As an evaluation company, conferences can often provide great opportunities for us to network and meet new clients. However, the best conferences also expose us to new ways of evaluating programs and helping clients address the challenges they face on a daily basis.
The recent COSEBOC (Coalition of Schools Eduationg Boys of Color) conference in Jackson, MS was such an event. One session in particular stood out to me as being particularly helpful was Eric Mahmoud’s presentation on the five education gaps that hinder academic achievement for Black students. Four of the five gaps described external factors:
- the students’ prior preparation
- time spent in school
- access to high quality teachers
- school leadership (with an emphasis on excellent logistics
The fifth and final gap, the belief gap, referred to the students’ beliefs about intelligence. Students who viewed their academic ability as innate would ultimately perform worse than those who saw it as something that would improve with practice. This last point was familiar to me as a social psychologist, but it was exciting to hear of it being addressed directly by a school leader.
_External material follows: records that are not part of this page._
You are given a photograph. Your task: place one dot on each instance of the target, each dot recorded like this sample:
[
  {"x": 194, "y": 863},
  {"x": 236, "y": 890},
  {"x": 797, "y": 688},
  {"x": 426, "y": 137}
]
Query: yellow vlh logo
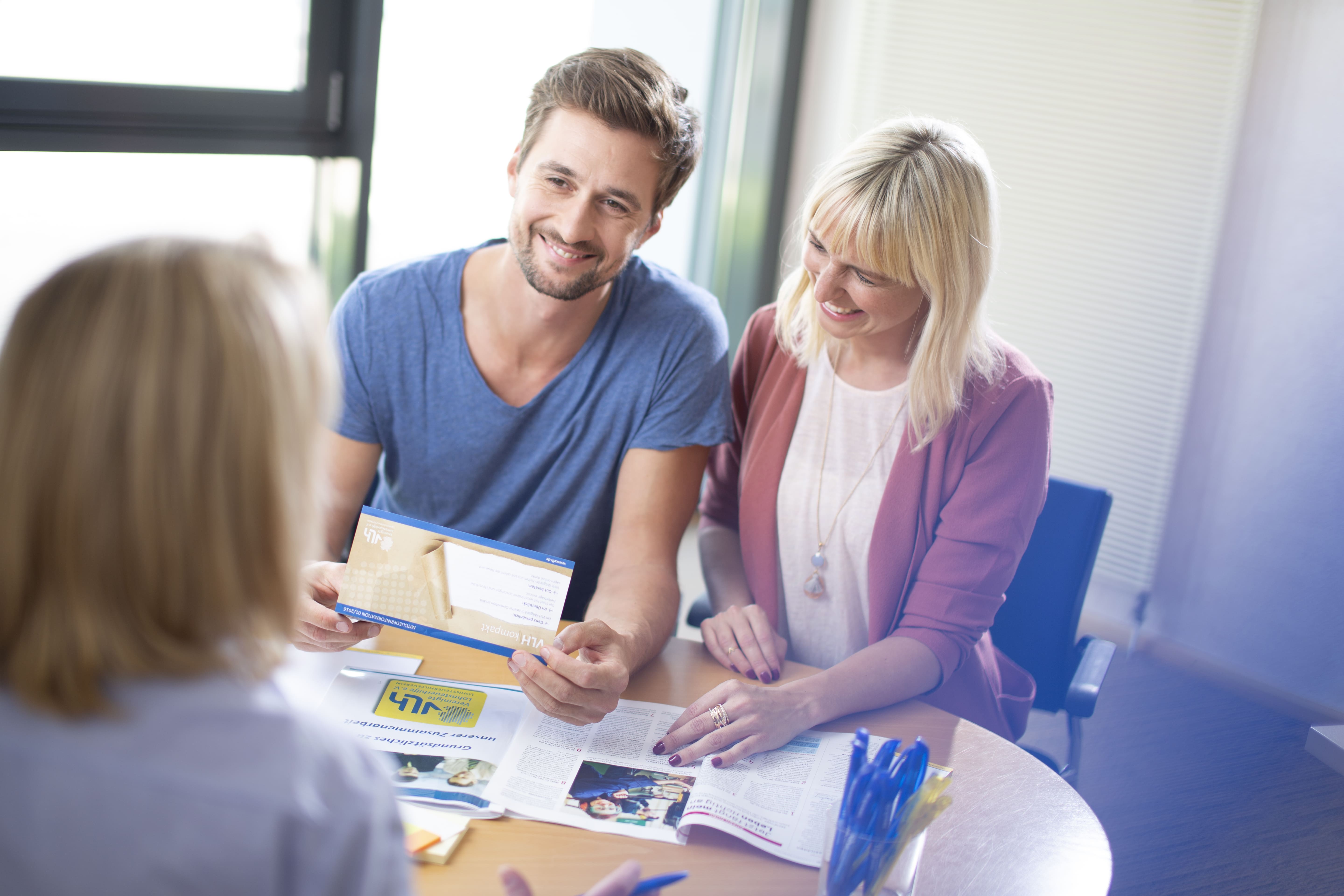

Adults can influence children’s beliefs about intelligence and ability through the type of feedback they give.
When children are praised (or criticized) for their intelligence, they develop a fixed theory of intelligence; they come to believe that intelligence is something you either have or you don’t. When this happens students become motivated to “prove” their intelligence, and when they fail they will give up quickly to avoid exposing areas where they feel they have fallen short.
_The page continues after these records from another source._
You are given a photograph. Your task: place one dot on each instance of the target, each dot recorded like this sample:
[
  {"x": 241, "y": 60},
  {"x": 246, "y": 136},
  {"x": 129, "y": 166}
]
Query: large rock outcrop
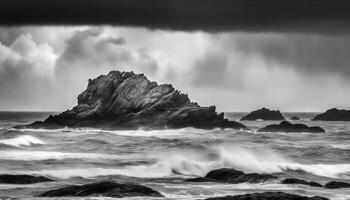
[
  {"x": 268, "y": 196},
  {"x": 125, "y": 100},
  {"x": 333, "y": 114},
  {"x": 336, "y": 185},
  {"x": 104, "y": 189},
  {"x": 263, "y": 114},
  {"x": 232, "y": 176},
  {"x": 300, "y": 181},
  {"x": 22, "y": 179},
  {"x": 291, "y": 128}
]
On the other hand, when children are praised for their hard work, they come to recognize that their academic abilities will improve with effort. Difficult tasks become opportunities for improvement rather than embarrassment.
Unfortunately, a fixed theory intelligence is the norm in American society, so it takes consistent support on the part of adults in their lives for kids to develop a view of intelligence as something that will grow with effort. Schools should carefully consider aspects of their program design that can potentially undermine these efforts, such as establishing AP or Honors tracks that are designed to separate students based on ability. Instead, both groups might be better served by a design that gives under-prepared students more time in the classroom with the expectation that they will move up to the advanced level as soon as possible.